Achieving endian portability is the purpose of routines like ntohs(), ntohl(), htons(), and htonl(). These functions/macros are defined on a given platform to do the necessary conversions at the sending and receiving ends:
htons() - Convert short value from host order to network order (for sending)
htonl() - Convert long value from host order to network order (for sending)
ntohs() - Convert short value from network order to host order (after receive)
ntohl() - Convert long value from network order to host order (after receive)
Understand that your comment about accessing the memory when cast back to characters has no affect on the actual order of entities in memory. That is, if you access the buffer as a series of bytes, you will see the bytes in whatever order they were actually encoded into memory as, whether you have a BE or LE machine. So if you are looking at a NBO encoded buffer after receive, the MSB is going to be first - always. If you look at the output buffer after your have converted back to host order, if you have BE machine, the byte order will be unchanged. Conversely, on a LE machine, the bytes will all now be reversed in the converted buffer.

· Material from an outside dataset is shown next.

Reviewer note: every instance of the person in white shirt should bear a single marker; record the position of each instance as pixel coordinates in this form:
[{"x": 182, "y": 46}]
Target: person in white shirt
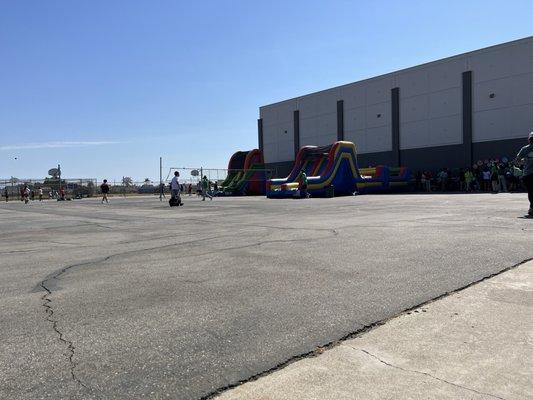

Finally, in your conversion loop, the variable total refers to bytes. However, you are accessing the buffer as shorts. Your loop guard should not be total, but should be:
total / sizeof( unsigned short )
to account for the double byte nature of each short.
This works ok when I'm treating the data as a short, however if I cast the pointer to a char again the bytes are reversed.
That's what I'd expect.
What am I doing wrong?
You have to know what the sender sent: know whether the data is bytes (which don't need reversing), or shorts or longs (which do).
Google for tutorials associated with the ntohs, htons, and htons APIs.
It's not clear what aResponse represents (string of characters? struct?). Endianness is relevant only for numerical values, not chars. You also need to make sure that at the sender's side, all numerical values are converted from host to network byte-order (hton*).
Apart from your original question (which I think was already answered), you should have a look at your malloc statement. malloc allocates bytes and an unsigned short is most likely to be two bytes.
Your statement should look like:
unsigned short *ptr = (unsigned short*) malloc(total * sizeof(unsigned short));
the network byte order is big endian, so you need to convert it to little endian if you want it to make sense, but if it is only an array it shouldn't make a fuss, how does the sender sends it's data ?
For single byte we might not care about byte ordering.